♣Kaçış Yok

5.9K 362 552
                                    

Lütfen hikayeden sonra alta YAZDIKLARIMI okuyunuz

''Ne?''

''Duydun işte küçük patlıcan. Müstakbel kocamdan uzak durucaksın!''

Jimin bir adım ilerlerken gri saçlı gözlerini kaçırdı.

''Bakın. Bayan Manoban Ben Jungkook'un yalnızca arkadaşıyım. Neden böyle konuştuğunuzu anlayamıyorum. O benim kardeşim gibidir.'' derken Jimin bile kendi dediklerine inanmıyordu.

Lisa bir süre önündeki mor saçlı çocuğu süzdü. Ardından kafasını kaldırıp yoğun griye çalan mavi irislerine odaklandı.

''O halde neden çıplaktınız? Ayrıca madem gece onda kaldın neden aynı yatakta yattınız?''

''Aynı yatakta yatmadık. Nereden uyduruyorsun?''

''Sence ben aptal mıyım? Jungkook'un misafir odası yok. Salonda da uyumamışsın çünkü herhangi bir yastık yada örtü yoktu.''

Jimin donakaldı. Ne demeliydi?

Yalan. Sen usta bir yalancısın Jimin.

''Ben sabah erken kalkıp duşa girmiştim ve arada yatağı toplamıştım. Jungkook'a da sorabilirsin. ''

Lisa inanmadığına dair yarım ağızla gülümseyip eliyle koltuğu işaret etti.

''Oturalım mı?''

Jimin kaşlarını çatıp biraz önce ağladığı koltuğa geri oturdu.

Lisa'da hemen yanına,fazla yakınına oturdu.

Fazla yakın.

''Saçların ıslak değildi.''

''Ne?''

Lisa kıkırdayıp geri yaslanarak sıkıca at kuyruğu yaptığı saçlarıyla oynamaya başladı.

''Saçların diyorum. Hani duş alan birinin saçı ıslak olur ya. Senin değildi.''

Jimin olduğu yere sinip başını eğdi. Neredeydi bu Jungkook? Bir pamuk şeker alıp gelecekti halbuki.

''Cevap vermeyecek misin?''

Jimin sukunetini koruyordu.

''Bende öyle düşünmüştüm.''

Lisa çantasını önündeki masaya bırakıp Jimin'in ellerine gözlerini çevirdi.

''Ellerine ne oldu?''

Jimin ellerini kendine çekti.

Lisa yarım ağızla gülümseyerek minik elleri kendi avuçları içine aldı.

'''Ne oldu ellerine?'dedim.''

Jimin tekrar cevap vermeyince Lisa başını ofise çevirdi.

Jungkook'un masasının arkasında ki süs eşyaları yerlerinde değildi. Masasında da bir hayli eksik vardı.

Lisa çatık kaşlarıyla ayaklandı. Kollarını bağdaştırarak topukları üstünde Jimin'e döndü.

''Eşyalar da yok.
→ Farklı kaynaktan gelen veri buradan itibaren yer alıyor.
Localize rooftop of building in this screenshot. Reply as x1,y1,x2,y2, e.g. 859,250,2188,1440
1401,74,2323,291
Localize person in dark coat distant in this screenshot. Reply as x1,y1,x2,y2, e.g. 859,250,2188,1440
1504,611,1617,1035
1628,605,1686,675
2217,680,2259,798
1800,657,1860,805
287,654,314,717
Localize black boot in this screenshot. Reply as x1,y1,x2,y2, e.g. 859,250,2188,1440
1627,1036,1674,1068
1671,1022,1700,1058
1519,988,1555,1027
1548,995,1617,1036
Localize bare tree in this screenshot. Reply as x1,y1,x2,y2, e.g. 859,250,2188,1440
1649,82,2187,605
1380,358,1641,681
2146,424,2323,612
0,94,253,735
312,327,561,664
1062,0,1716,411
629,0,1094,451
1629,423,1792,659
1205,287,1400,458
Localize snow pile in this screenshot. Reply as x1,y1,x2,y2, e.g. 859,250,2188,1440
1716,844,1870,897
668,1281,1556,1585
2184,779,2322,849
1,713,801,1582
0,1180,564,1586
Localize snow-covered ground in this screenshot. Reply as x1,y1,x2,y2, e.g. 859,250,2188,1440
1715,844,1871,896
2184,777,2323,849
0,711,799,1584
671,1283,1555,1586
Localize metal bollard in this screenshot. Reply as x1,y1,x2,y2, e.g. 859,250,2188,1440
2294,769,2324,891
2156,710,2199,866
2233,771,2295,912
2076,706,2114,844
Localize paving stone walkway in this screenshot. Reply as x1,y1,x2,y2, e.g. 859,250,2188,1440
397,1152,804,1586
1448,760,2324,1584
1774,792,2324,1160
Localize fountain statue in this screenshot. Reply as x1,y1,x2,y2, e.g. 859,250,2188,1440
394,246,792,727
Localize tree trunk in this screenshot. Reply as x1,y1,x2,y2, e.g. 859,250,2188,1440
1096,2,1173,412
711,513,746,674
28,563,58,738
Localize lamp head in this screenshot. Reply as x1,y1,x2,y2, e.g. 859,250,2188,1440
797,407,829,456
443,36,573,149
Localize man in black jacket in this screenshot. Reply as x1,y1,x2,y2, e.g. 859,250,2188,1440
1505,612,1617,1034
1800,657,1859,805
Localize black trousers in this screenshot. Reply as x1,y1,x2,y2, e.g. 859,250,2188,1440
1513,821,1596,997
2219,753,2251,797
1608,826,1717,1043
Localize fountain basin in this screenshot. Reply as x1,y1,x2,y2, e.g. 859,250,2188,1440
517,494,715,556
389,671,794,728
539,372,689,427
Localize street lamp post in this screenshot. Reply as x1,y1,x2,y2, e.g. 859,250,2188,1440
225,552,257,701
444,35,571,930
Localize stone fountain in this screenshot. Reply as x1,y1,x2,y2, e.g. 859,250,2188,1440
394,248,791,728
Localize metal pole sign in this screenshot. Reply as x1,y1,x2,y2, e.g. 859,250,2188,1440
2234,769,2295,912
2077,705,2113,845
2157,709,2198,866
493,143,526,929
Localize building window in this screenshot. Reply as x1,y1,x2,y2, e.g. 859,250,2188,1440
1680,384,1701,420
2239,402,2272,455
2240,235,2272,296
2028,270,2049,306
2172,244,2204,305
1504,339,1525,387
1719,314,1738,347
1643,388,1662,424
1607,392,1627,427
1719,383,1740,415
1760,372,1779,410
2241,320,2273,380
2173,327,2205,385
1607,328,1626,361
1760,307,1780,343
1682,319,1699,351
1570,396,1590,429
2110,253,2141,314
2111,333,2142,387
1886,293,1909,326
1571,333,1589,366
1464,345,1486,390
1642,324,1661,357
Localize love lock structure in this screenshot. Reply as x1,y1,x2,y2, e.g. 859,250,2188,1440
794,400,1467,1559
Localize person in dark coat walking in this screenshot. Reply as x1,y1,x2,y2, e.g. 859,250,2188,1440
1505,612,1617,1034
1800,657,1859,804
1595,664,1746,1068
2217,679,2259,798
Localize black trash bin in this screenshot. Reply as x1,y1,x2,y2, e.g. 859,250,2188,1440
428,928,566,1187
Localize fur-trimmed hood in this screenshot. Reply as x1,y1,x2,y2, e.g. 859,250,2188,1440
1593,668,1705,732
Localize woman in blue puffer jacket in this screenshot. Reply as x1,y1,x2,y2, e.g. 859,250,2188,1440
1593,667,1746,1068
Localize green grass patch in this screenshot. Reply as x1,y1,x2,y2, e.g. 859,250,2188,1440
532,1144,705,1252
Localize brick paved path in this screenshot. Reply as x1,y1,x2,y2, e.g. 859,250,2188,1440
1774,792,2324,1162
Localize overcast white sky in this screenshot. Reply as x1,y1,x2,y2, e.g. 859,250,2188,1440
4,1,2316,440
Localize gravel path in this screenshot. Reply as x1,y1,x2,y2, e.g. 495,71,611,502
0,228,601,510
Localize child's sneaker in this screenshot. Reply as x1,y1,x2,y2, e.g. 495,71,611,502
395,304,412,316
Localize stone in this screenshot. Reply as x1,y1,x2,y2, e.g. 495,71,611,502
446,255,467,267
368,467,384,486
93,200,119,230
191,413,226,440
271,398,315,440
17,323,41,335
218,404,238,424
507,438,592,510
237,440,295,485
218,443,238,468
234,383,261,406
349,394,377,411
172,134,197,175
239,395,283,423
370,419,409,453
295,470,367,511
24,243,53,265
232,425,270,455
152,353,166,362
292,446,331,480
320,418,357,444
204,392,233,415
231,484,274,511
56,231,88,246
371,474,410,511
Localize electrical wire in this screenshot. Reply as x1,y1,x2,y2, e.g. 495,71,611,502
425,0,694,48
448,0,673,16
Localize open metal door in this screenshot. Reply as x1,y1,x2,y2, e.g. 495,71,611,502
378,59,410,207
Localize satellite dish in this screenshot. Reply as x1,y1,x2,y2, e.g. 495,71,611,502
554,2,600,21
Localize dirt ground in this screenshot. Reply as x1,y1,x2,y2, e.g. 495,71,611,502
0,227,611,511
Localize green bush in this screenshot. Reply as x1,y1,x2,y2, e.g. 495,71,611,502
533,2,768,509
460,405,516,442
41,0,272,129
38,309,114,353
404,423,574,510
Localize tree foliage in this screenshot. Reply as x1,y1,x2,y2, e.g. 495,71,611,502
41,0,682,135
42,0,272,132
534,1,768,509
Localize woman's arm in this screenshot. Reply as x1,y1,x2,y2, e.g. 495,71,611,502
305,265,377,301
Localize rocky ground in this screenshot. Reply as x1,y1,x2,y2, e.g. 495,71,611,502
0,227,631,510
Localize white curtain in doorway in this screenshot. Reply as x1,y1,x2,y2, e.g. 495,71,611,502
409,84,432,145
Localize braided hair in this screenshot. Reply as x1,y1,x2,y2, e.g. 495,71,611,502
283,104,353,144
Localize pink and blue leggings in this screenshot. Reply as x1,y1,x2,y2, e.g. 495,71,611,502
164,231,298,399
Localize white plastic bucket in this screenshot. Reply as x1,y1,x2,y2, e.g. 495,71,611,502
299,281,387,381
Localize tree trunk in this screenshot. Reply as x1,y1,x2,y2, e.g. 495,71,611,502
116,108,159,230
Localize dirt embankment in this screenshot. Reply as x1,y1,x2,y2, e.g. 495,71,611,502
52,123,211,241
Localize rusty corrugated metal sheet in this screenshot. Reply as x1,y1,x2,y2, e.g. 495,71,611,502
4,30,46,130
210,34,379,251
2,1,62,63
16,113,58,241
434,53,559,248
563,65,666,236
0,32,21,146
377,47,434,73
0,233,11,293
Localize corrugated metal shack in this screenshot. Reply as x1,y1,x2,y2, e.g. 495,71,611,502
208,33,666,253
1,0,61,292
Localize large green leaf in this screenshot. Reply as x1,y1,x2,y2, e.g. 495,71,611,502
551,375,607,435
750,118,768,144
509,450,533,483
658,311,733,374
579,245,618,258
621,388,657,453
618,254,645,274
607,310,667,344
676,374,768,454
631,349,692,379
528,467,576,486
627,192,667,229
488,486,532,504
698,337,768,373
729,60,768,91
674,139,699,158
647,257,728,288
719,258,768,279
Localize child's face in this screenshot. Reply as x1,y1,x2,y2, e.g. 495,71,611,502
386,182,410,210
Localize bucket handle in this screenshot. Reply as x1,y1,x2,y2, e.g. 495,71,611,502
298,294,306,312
Sen mi yaptın?''

''Ne?''

''Arkadaki..'' derken eliyle arkasını işaret etti. ''...heykeller yok. Senin ellerin kesik. Sen mi kırdın?''

''Ben bir şey bilmiyorum. Odamda bir şey kırıldı ve toplamaya çalışırken ellerim kesildi.''

''Hmmm...''

Jimin endişeliydi. Lisa düşündüğünden daha zeki ve kurnazdı.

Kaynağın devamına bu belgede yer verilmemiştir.